In pointed remarks, Mr Kenny, a former RTÉ journalist, sharply criticized Mr Ahern – “even though I love him” – for giving the former credit. Fianna Fail the leader had claimed the implementation of the Belfast agreement.

“I think he needs to think about how he can be a little more generous to, like Nora said, the people who set the table and prepare the food and everything else. All that was left was dessert to prepare,” he said.

He wrote 40,000 words of the book in the year after the Rainbow Coalition left, but was prompted to finish it because of the way Mr Bruton’s role had been ignored during celebrations of the 25th anniversary of the Belfast Agreement.

“There was not a single mention of John Bruton. It really inspired me to get out the notes, the pieces of paper, the hotel booklets that I had written things in,” said Mr Kenny, whose book is published by Gill & McMillan.

“George Mitchell said the opportunity for (Ahern and Blair) was created by their predecessors. And that’s absolutely true. And we must recognize it. And what John Bruton achieved must be recognised,” he said.

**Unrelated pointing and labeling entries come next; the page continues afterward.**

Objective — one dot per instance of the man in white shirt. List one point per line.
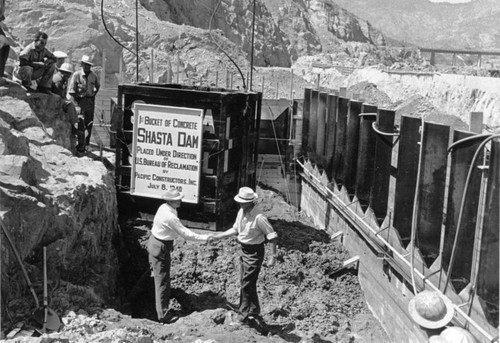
(166, 228)
(253, 231)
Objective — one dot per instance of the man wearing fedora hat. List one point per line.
(253, 230)
(82, 90)
(37, 63)
(166, 228)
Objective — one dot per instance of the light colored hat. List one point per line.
(431, 311)
(246, 194)
(60, 54)
(457, 335)
(86, 60)
(172, 194)
(67, 67)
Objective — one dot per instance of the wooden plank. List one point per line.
(461, 159)
(487, 287)
(331, 121)
(409, 150)
(351, 147)
(431, 187)
(313, 121)
(379, 194)
(306, 114)
(366, 158)
(340, 136)
(321, 129)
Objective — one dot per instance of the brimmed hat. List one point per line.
(246, 194)
(86, 60)
(430, 311)
(67, 67)
(60, 54)
(172, 194)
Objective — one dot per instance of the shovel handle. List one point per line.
(25, 273)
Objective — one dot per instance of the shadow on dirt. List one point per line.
(297, 235)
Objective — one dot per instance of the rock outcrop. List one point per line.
(49, 197)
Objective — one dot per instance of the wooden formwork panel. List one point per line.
(321, 129)
(379, 194)
(461, 159)
(331, 121)
(366, 157)
(313, 121)
(409, 150)
(340, 137)
(351, 146)
(431, 187)
(487, 283)
(306, 116)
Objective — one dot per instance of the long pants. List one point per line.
(4, 51)
(159, 261)
(251, 259)
(86, 121)
(43, 75)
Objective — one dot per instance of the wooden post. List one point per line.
(120, 69)
(177, 69)
(476, 122)
(103, 73)
(151, 74)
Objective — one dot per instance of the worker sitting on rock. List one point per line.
(82, 90)
(253, 230)
(37, 63)
(166, 228)
(60, 87)
(60, 58)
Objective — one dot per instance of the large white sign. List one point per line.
(166, 151)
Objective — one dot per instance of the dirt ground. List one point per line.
(301, 299)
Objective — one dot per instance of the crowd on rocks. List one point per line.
(40, 70)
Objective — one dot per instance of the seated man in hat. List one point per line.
(82, 90)
(253, 230)
(37, 63)
(60, 87)
(166, 228)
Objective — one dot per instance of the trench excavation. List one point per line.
(305, 292)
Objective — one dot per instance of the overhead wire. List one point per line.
(220, 47)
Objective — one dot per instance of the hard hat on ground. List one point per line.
(67, 67)
(86, 60)
(430, 310)
(456, 334)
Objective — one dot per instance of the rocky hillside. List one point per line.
(181, 32)
(472, 25)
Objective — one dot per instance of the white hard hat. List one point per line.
(60, 54)
(86, 60)
(67, 67)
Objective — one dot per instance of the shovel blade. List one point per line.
(53, 323)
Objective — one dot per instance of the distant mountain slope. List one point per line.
(473, 25)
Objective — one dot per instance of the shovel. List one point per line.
(53, 322)
(45, 315)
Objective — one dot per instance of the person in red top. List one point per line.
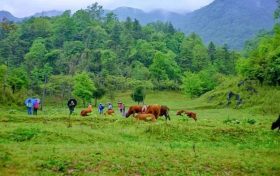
(120, 106)
(35, 107)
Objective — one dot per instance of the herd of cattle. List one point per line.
(151, 112)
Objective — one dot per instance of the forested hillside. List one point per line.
(230, 22)
(49, 55)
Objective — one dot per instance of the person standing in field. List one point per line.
(29, 107)
(110, 106)
(120, 106)
(35, 107)
(123, 110)
(100, 108)
(144, 108)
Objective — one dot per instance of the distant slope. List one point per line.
(223, 21)
(231, 21)
(148, 17)
(9, 16)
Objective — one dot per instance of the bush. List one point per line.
(196, 84)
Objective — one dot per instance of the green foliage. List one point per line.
(138, 94)
(18, 78)
(263, 63)
(24, 134)
(120, 54)
(83, 86)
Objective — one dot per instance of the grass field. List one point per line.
(221, 142)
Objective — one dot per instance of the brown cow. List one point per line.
(86, 111)
(180, 112)
(192, 115)
(188, 113)
(109, 112)
(145, 117)
(154, 109)
(164, 112)
(133, 109)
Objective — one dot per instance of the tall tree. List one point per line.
(83, 87)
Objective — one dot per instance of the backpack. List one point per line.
(36, 105)
(29, 104)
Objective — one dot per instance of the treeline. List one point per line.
(46, 56)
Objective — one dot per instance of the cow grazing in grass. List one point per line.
(180, 112)
(86, 111)
(133, 109)
(276, 124)
(192, 115)
(109, 112)
(188, 113)
(146, 117)
(154, 109)
(164, 111)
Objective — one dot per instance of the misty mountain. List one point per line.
(9, 16)
(231, 21)
(148, 17)
(50, 13)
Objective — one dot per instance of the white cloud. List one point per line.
(21, 8)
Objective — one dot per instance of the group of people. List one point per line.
(32, 106)
(121, 107)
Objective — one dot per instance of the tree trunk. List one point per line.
(44, 92)
(95, 102)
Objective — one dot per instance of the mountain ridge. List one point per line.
(229, 22)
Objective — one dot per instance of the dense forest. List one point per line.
(88, 52)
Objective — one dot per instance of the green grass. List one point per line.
(221, 142)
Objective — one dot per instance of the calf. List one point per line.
(146, 117)
(276, 124)
(86, 111)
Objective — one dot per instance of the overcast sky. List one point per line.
(22, 8)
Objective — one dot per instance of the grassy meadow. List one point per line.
(224, 141)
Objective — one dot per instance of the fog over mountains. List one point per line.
(223, 21)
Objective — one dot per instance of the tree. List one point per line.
(36, 54)
(138, 94)
(83, 87)
(3, 78)
(18, 78)
(277, 11)
(97, 94)
(212, 52)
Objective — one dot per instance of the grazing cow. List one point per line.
(133, 109)
(154, 109)
(145, 117)
(180, 112)
(86, 111)
(164, 112)
(188, 113)
(109, 112)
(192, 115)
(276, 124)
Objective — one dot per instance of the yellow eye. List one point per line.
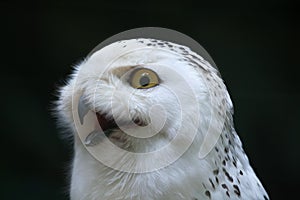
(144, 78)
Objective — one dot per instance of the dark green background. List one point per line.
(255, 45)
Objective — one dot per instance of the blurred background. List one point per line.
(255, 45)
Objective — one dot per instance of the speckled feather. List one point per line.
(225, 173)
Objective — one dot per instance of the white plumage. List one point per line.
(194, 151)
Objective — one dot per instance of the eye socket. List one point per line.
(144, 78)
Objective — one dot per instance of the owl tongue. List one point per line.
(106, 123)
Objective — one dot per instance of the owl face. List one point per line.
(146, 95)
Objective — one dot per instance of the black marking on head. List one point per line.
(217, 180)
(227, 175)
(207, 193)
(224, 162)
(212, 184)
(224, 186)
(216, 148)
(237, 190)
(216, 171)
(226, 148)
(227, 193)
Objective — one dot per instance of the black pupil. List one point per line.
(144, 81)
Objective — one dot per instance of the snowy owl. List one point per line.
(152, 119)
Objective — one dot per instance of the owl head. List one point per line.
(142, 100)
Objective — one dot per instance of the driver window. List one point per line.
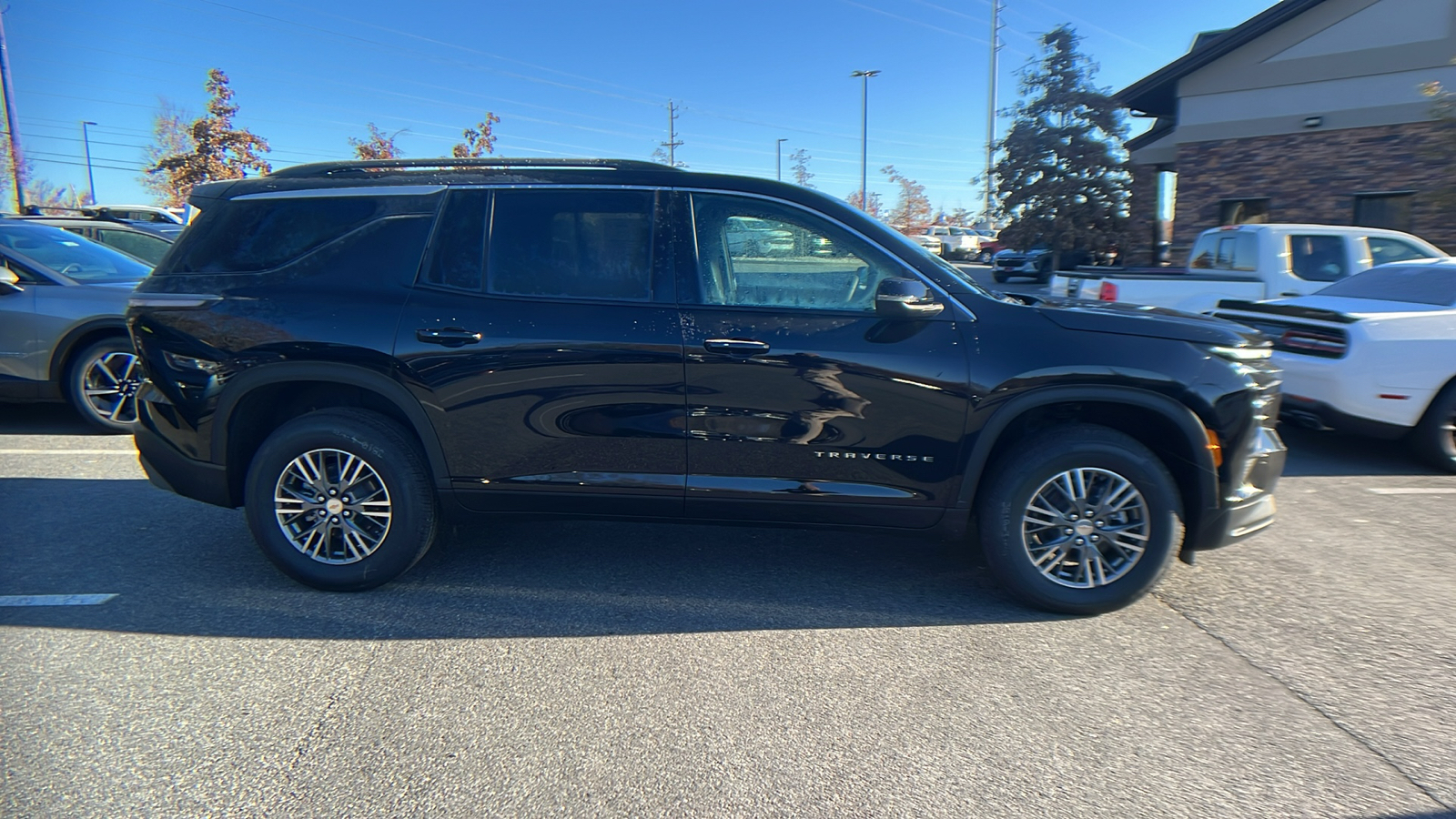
(761, 254)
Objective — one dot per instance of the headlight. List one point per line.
(1242, 353)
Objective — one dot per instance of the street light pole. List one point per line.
(864, 137)
(91, 179)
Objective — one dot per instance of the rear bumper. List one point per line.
(177, 472)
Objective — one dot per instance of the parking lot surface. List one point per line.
(625, 669)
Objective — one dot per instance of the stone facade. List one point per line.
(1314, 177)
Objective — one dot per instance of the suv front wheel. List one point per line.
(1082, 519)
(341, 500)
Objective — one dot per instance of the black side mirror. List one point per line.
(906, 299)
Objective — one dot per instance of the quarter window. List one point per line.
(761, 254)
(1383, 249)
(571, 244)
(1318, 258)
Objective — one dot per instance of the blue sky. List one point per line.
(568, 79)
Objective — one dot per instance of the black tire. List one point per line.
(102, 382)
(1104, 453)
(398, 465)
(1434, 438)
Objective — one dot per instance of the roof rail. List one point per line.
(465, 164)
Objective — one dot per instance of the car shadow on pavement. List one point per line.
(1312, 453)
(44, 420)
(184, 567)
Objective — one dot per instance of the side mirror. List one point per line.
(906, 299)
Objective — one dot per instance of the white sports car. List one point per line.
(1372, 354)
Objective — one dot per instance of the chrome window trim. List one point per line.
(319, 193)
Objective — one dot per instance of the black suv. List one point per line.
(353, 350)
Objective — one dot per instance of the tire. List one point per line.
(1434, 438)
(354, 545)
(102, 382)
(1028, 480)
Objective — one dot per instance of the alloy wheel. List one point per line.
(109, 385)
(332, 506)
(1085, 528)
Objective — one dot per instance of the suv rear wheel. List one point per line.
(102, 383)
(341, 500)
(1082, 519)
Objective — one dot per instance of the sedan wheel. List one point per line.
(104, 382)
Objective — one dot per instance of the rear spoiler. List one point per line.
(1286, 310)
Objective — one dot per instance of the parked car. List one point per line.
(142, 241)
(62, 329)
(351, 350)
(1373, 354)
(1251, 263)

Bruton and Blair laid the foundations for the second IRA ceasefire in July 1997 and Sinn Féin’s entry into talks six weeks later.

Bertie Ahern “tried to give the impression” that he had “done a lot to make the IRA see the light”, Mr Kenny said, but the IRA and Sinn Féin “had already seen him” because of the discussions with Mr Bruton and Mr Blair.

“So, was there a Bertie effect here?” » he asked. Quoting Mr Blair’s press secretary, Alastair Campbell, Mr Kenny said he recorded how Mr Blair “was not at all impressed” by what he had heard during his first meeting with Mr Blair. . Ahern.

“He turned to Alastair Campbell and told him that Bertie Ahern was just walking the Sinn Féin line endlessly. And he told her that he feared that the peace process would take a setback. It’s there in Alastair Campbell’s Irish Diaries.

“You don’t see that much in the Irish press. But that’s the reality. Bertie likes to think, and continues with this mythology, that he wrapped it all up,” Mr Kenny said, adding that the period should be “carefully examined by historians”.

Finola Bruton said the book illustrated “how all-consuming Northern Ireland was in those years” when the Rainbow Coalition was in power. The violence was “completely anathema to him,” she said, adding that her late husband “challenged the cynicism and sentimentalism, not only of people in this country, but of people in the United States ( towards the IRA). He would have made no apology for that.”